Gamma function with parameter 1/5: \( \Gamma ( \tfrac{1}{5} ) \)

The Gamma function \( \Gamma (z) \) is essentially a continuous extension of the factorial function. It is defined for real numbers and complex numbers with the following formula:

\[ \Gamma (z) = \int_0^\infty t^{z-1} e^{-t} \ \mathrm{d}t, \quad \Re(z) > 0 \]

This construction of \( \Gamma (z) \) converges for \( \Re(z) > 0 \), but it extends meromorphically elsewhere.

If \( z \) is a positive integer (that is, \( z \in \mathbb{N}^* = \{ 1,2,\ldots \} \)) then \( \Gamma(z) = (z-1)! \)

It is currently unknown if \( \Gamma(\tfrac{1}{5}) \) (aka Gamma(1/5)) is irrational or transcendental. If it turned out to be rational, its decimal expansion would eventually fall into a repeating cycle. No such repetition has been found (much less proven), and many believe \( \Gamma(\tfrac{1}{5}) \) to most likely be transcendental.

Putting theory into practice

Using y-cruncher, I calculated 175 billion digits of Gamma(1/5) with this laptop in my dorm (window open for ventilation):

laptop in dorm
Processor AMD Ryzen 5 7640U
Topology 12 threads / 6 cores / 1 socket
Usable Memory 62.0 GiB
Usable Storage 1.14 TiB

I ran the calculation twice to verify my results:

  1. The first calculation used the Vidunas-Lamprecht (2024) algorithm provided by y-cruncher and was run on a framework laptop running NixOS. \[ \Gamma( \tfrac{1}{5} ) = \frac{ \sqrt{5} }{ (\sqrt{5} + 5)^{(-1/10)} \cdot \pi^{(-1/5)} \cdot 2^{(-19/50)} \cdot H_1^{(-2/5)} \cdot H_2^{(-1/5)} } \] where \[ H_1 = \int_0^1 \frac{ \mathrm{d}z }{ \sqrt{1-z^5} }, \quad H_2 = \int_0^1 \frac{z \ \mathrm{d}z}{ \sqrt{1-z^5} } \]
  2. The second calculation used the Incomplete Gamma Approximation algorithm (also provided by y-cruncher) for verification and was run on a server running Debian in a Proxmox container. This method uses the lower incomplete gamma function (given below) to approximate \( \Gamma(\tfrac{1}{5}) \) to the desired precision. \[ \gamma (s,x) = \int_0^x t^{s-1} e^{-t} \ \mathrm{d}t \]

The results from these calculations matched perfectly, indicating that the computation was successful. Here are some interesting stats from these computations:

Algorithm Logical Disk Read Logical Disk Written Computation Time Uptime Percent
Vidunas-Lamprecht (2024) 503 TiB 443 TiB 15 days and 22 hours 69.9%
Incomplete Gamma Approximation 356 TiB 316 TiB 52 days and 7 hours 93.9%

The relatively low uptime percent for the initial calculation is a result of a 1 week pause in the calculation to make the laptop available for other purposes (midterms).

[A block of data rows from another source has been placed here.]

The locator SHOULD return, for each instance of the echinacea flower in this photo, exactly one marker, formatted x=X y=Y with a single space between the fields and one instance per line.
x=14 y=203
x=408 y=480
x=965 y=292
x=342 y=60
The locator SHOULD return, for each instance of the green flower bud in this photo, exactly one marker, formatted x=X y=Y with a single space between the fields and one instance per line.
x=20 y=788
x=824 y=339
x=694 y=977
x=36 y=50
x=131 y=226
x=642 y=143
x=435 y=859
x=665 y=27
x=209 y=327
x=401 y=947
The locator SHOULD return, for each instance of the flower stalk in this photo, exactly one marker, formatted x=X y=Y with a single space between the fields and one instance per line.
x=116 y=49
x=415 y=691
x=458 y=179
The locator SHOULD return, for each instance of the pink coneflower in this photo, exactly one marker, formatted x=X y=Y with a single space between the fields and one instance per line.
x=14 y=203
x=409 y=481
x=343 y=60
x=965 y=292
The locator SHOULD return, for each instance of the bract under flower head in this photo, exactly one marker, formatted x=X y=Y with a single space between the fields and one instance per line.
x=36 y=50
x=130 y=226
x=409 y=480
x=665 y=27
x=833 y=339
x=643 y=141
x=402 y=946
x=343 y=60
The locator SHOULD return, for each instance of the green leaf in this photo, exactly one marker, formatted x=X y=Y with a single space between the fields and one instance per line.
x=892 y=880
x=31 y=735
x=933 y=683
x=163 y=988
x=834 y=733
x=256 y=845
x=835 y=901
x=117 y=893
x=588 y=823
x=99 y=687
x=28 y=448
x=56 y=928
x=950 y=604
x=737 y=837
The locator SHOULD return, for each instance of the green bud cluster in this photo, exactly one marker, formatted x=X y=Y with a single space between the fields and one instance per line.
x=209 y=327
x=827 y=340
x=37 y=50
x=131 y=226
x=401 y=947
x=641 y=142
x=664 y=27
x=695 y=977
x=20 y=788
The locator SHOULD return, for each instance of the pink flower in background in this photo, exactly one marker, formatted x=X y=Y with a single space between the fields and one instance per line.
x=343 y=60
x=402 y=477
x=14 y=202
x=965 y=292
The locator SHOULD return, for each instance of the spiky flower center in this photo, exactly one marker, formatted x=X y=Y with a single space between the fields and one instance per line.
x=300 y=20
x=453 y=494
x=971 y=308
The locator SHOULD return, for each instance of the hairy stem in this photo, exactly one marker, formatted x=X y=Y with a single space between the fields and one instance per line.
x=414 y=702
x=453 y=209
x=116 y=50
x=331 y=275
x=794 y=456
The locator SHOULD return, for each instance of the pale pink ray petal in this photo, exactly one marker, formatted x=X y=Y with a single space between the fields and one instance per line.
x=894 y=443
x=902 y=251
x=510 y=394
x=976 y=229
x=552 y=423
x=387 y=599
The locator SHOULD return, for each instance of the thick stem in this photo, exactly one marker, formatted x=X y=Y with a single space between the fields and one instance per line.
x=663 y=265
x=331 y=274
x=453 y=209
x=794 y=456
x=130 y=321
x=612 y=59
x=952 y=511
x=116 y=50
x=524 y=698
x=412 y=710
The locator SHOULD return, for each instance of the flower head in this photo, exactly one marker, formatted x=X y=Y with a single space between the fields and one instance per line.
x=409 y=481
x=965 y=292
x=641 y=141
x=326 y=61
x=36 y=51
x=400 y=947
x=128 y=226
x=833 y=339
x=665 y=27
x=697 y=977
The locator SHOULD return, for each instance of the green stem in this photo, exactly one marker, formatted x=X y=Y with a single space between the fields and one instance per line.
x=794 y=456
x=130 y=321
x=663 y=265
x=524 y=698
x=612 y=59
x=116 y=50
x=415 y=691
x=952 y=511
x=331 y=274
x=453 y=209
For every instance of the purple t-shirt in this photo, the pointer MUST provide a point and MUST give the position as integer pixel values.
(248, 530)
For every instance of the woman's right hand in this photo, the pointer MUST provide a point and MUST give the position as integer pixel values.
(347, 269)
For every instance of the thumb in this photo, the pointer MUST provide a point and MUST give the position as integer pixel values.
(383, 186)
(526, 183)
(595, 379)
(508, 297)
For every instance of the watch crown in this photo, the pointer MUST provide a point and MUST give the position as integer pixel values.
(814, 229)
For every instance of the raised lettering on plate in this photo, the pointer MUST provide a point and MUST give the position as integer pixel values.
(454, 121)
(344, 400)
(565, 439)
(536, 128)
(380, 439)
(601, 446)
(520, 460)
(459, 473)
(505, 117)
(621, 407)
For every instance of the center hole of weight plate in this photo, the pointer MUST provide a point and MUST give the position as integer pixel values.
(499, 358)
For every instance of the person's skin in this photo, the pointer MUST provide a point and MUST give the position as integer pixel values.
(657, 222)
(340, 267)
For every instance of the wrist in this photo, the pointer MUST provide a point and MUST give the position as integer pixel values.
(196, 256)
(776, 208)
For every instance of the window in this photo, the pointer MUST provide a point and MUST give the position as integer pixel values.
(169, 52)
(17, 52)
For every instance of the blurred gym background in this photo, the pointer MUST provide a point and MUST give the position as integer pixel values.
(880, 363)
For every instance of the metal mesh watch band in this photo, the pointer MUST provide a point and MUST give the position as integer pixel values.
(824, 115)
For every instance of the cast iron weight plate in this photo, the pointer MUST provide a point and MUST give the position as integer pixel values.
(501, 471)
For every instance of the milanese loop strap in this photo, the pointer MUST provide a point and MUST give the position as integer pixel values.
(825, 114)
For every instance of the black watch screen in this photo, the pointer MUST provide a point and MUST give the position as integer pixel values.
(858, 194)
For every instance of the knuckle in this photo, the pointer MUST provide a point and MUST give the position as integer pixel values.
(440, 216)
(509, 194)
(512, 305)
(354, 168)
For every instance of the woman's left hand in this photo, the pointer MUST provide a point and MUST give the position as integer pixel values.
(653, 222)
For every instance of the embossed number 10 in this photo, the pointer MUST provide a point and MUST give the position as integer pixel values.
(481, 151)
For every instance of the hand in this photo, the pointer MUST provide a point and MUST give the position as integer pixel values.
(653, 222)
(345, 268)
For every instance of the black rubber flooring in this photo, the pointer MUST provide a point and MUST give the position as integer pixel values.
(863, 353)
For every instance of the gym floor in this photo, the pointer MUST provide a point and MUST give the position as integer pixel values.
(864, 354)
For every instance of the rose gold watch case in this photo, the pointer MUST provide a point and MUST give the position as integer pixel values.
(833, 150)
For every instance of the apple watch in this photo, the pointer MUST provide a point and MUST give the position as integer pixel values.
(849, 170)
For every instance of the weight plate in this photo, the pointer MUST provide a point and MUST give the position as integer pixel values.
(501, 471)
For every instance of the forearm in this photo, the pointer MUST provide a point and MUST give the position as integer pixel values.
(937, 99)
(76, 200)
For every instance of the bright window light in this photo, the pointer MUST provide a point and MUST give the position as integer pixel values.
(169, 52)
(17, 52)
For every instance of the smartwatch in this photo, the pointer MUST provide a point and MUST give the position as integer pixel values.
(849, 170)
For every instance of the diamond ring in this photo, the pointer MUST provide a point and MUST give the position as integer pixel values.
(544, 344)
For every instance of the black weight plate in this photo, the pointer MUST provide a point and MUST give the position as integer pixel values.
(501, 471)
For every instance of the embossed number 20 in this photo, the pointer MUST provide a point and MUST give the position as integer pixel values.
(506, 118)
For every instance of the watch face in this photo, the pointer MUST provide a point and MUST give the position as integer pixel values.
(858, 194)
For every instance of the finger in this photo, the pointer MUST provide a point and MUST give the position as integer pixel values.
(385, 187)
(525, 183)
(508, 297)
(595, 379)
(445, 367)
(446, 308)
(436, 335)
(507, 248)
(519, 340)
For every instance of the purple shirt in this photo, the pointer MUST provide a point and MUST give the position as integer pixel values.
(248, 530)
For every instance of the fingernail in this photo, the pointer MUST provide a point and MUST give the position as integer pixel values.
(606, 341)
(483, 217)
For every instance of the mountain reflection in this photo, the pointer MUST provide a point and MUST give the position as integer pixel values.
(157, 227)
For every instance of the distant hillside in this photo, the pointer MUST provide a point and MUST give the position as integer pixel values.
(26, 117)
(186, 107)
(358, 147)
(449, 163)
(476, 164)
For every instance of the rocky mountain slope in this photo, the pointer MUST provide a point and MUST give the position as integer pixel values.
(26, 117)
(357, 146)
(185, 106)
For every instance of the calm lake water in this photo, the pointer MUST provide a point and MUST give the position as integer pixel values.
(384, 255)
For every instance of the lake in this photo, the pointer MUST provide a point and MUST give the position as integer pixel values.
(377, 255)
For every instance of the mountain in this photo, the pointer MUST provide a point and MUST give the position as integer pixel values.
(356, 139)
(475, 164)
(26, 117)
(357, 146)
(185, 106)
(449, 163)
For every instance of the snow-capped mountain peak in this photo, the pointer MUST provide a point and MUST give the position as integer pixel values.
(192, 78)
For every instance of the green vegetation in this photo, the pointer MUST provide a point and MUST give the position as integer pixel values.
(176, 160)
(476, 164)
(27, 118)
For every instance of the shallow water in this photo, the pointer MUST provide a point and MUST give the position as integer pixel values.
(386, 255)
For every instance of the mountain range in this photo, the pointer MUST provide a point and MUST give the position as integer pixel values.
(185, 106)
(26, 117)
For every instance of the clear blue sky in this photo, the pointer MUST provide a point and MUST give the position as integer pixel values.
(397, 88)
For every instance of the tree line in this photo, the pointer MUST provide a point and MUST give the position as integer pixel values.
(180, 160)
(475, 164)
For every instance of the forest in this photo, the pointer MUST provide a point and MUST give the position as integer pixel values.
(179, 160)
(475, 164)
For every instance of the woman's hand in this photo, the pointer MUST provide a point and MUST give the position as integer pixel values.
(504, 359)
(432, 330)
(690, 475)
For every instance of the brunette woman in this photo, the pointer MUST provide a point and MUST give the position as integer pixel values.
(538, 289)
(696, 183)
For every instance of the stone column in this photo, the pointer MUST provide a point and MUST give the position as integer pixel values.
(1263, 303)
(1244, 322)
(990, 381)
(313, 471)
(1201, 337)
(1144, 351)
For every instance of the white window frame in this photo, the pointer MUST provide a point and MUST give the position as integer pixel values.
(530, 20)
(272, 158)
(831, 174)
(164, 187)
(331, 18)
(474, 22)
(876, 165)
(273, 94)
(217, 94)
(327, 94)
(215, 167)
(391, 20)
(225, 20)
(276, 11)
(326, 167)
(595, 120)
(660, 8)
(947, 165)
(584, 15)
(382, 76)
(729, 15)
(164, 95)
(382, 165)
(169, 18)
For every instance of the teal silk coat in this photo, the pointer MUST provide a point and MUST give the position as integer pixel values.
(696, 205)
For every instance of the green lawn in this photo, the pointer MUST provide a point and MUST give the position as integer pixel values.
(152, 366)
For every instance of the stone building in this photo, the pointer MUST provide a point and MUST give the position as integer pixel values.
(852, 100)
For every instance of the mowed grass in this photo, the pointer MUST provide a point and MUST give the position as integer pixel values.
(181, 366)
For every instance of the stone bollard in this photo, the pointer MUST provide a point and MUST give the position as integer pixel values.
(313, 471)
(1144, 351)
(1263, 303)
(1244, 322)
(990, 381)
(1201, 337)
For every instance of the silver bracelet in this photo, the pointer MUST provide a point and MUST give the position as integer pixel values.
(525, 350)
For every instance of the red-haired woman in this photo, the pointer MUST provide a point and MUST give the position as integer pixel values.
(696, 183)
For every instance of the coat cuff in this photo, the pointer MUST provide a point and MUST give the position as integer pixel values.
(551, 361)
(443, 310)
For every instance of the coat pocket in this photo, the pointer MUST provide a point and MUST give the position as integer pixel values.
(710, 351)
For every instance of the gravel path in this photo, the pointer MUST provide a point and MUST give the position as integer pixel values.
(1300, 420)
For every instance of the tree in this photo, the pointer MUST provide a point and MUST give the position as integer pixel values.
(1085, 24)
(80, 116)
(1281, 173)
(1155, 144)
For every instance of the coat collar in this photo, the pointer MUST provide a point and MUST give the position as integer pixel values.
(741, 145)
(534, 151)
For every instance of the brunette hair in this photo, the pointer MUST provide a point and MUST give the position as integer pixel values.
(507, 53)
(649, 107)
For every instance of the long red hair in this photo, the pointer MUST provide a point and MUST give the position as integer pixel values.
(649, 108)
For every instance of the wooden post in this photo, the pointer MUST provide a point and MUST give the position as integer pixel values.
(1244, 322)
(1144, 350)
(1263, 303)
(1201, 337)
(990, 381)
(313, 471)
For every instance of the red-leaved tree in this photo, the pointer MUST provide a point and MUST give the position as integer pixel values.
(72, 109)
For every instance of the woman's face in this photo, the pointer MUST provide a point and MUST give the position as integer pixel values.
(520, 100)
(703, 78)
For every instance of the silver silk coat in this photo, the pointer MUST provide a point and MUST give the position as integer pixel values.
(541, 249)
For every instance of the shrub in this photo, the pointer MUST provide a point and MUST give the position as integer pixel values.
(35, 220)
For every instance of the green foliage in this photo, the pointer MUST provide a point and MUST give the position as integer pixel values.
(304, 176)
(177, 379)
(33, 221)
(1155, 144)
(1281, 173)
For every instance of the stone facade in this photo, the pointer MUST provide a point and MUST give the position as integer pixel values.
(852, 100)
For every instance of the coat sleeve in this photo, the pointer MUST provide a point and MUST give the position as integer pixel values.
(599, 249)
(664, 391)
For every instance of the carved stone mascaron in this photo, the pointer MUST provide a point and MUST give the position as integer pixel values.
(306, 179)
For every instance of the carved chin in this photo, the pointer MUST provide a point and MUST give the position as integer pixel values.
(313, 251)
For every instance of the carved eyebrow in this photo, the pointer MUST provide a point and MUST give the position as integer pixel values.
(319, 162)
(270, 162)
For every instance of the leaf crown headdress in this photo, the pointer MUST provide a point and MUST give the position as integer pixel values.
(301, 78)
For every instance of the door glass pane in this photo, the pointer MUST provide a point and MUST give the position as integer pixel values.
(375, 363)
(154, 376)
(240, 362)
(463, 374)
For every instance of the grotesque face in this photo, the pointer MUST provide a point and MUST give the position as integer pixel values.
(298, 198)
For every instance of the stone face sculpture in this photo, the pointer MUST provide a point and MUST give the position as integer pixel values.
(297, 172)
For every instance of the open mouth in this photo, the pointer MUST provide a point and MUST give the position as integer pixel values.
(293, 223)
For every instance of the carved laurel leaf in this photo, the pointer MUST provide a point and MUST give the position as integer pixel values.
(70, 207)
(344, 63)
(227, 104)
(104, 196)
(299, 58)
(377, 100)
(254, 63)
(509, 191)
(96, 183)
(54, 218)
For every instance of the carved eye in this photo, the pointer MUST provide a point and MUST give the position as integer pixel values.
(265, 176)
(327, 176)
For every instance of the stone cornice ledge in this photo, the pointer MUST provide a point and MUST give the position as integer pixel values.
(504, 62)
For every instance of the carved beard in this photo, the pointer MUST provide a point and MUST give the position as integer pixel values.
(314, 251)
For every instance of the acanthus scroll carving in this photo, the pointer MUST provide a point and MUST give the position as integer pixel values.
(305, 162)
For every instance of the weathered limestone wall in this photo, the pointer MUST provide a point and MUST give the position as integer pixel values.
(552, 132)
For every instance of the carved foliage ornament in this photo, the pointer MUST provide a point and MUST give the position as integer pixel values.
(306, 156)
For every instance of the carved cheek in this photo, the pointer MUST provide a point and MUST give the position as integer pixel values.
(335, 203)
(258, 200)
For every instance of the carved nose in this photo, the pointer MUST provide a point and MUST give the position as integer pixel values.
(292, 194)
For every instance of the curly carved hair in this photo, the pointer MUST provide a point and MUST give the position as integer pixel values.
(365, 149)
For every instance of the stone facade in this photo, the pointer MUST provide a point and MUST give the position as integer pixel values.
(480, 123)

I believe the first method (Vidunas–Lamprecht) is intrinsically more efficient than the Incomplete Gamma Approximation; however, most of the observed performance gap is due to hardware differences. The laptop had an NVMe SSD and a much newer CPU compared to the older hard drives and processor in the Debian server used for verification.

Over the two runs combined, more than 1.6 Pebibytes (PiB) of data (about 1.64Ă—10^6 GiB) as read and written to disk. No I/O errors were detected, and all drives remain in full working condition.

Results

Here are the last digits I computed (numbered 174,999,999,901 to 175,000,000,000), broken into groups of 10 for clarity:

6180267994 6874068253 4568233834 0586791383 1778803247 0727912102 7020053472 8225828190 3835497822 1028929467

Aftermath

When I started this computation, the record for Gamma(1/5) (completed by Dmitriy Grigoryev) was 135 billion decimal digits, announced on February 20, 2025; however, a new computation of 220 billion digits was completed on May 26, 2025- 5 days before I completed my 175 billion digit computation.

However, this was still a fun personal challenge that provided interesting results on the computation time comparison between a modern laptop and an older server for I/O-bound calculations.